The more we open up to seeing ourselves as radically intertwined with the natural world, Merleau-Ponty felt, the more this relationship comes to resemble a two-way dialogue, recognising that there is always some of ‘us’ in ‘nature’ and some of nature in us. By letting go of cognitive or biological hierarchies in favour of a system of lateral relations between us and other life forms, we are invited to really listen to what ‘speaks’ to us from the nonhuman world when we let the usual noise levels subside. Citing the French poet Paul Valéry, Merleau-Ponty even questioned whether there’s a sense in which language is, before all else, ‘the very voice of the trees, the waves and the forest’.
Which technologies help us inhabit a shared world, rather than one in which we each see vastly different realities?
The practice of returning to the breath can be an ideal way to capture what Merleau-Ponty is getting at here. In my own experience, I’ve noticed that the more often I meditate and check in with my breath throughout the day, the more receptive I am to my natural surroundings. When I walk through the woods near my house, for example, I’ll notice much more fully the sound and feel of the breeze, the raucous squawk of a crow overhead or, if I’m lucky, the briefest moment when a small mouse, perched on a log, meets my gaze before scurrying off into the undergrowth. Returning to the breath and the body, Abram writes, we recognise and affirm ‘our corporeal immersion in the depths of a body much larger than our own’.
What would Merleau-Ponty prescribe as a corrective to some of the problems of the present moment – the polarisation of our political views, the sense of constant digital overwhelm, the erosion of a shared space for intercorporeality?
What’s needed, at the most basic level, is an ongoing attentiveness to what’s there before us – and an ongoing vigilance regarding what we are normalising in both our online and offline environments. Fittingly, Merleau-Ponty came to the view that ‘philosophy is not a particular body of knowledge; it is the vigilance which does not let us forget the source of all knowledge’.
That vigilance means regularly checking in with our own state of embodiment, appreciating the value of doing this for its own sake. We can call out worldviews that treat the body as a mere object – which reduce us, in Merleau-Ponty’s words, to ‘puppets that move only by springs’, that experience the world as ‘only a succession of facts’ in which the lived body is absent.
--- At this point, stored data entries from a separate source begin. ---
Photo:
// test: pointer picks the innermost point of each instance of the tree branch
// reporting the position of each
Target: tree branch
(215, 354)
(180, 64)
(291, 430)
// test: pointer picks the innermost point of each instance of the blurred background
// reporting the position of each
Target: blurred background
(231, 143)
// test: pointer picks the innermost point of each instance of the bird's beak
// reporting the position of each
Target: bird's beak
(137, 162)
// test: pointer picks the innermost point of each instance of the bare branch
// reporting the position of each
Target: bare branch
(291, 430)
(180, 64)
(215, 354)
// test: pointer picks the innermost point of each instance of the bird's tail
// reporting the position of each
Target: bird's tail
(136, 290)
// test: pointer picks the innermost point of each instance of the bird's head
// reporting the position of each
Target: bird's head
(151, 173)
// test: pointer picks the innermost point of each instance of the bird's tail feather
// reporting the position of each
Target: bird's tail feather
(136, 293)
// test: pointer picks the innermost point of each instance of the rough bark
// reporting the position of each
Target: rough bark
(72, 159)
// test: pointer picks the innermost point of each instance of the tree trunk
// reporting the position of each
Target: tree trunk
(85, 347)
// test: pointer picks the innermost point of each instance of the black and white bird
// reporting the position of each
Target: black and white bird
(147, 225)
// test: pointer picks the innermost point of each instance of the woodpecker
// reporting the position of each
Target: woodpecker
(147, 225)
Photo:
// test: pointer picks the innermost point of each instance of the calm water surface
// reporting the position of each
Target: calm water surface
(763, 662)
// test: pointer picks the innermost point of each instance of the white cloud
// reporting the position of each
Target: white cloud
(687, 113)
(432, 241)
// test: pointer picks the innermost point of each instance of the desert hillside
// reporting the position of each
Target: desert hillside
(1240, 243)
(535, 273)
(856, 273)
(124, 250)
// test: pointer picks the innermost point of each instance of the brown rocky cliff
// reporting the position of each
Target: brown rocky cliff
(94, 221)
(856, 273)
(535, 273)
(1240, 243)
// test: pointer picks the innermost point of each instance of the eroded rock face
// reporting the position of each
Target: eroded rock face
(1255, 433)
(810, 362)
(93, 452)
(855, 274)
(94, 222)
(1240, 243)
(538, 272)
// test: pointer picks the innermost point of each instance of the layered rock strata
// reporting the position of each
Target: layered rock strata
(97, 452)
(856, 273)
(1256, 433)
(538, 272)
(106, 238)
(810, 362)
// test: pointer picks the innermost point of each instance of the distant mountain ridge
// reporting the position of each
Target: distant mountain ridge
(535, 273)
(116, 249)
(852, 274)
It means staying alive to the depth and quality of our interactions with others, noticing how intimacy depends upon our participation in a shared perceptual world in which our lived bodies ‘show up’. We must interrogate for ourselves which technologies genuinely support this kind of connection and help us inhabit a shared world, rather than one in which we each see vastly different realities.
And it means slowing down, even – especially – when that’s the hardest thing to do, if we are to allow a two-way dialogue with the natural world to emerge, if we are to hear the ‘message’ nature is sending us, as Inger Andersen, the head of the UN Environment Programme, put it at the outset of the coronavirus outbreak in January 2020.
Our lived bodies are here to facilitate just this kind of vigilance. The silent body is ‘the hint half guessed, the gift half understood’, to quote T S Eliot in Four Quartets (1943). We cannot grasp it or ‘own’ it or subject it to an ultimate analysis. But if we’re willing to slow down, to pause, to touch in with the pulsing, breathing lifeworld of the body throughout the day, then we can restore our presence, our aliveness, our precious connection with other beings and things no less vital for the fact that they are other to us.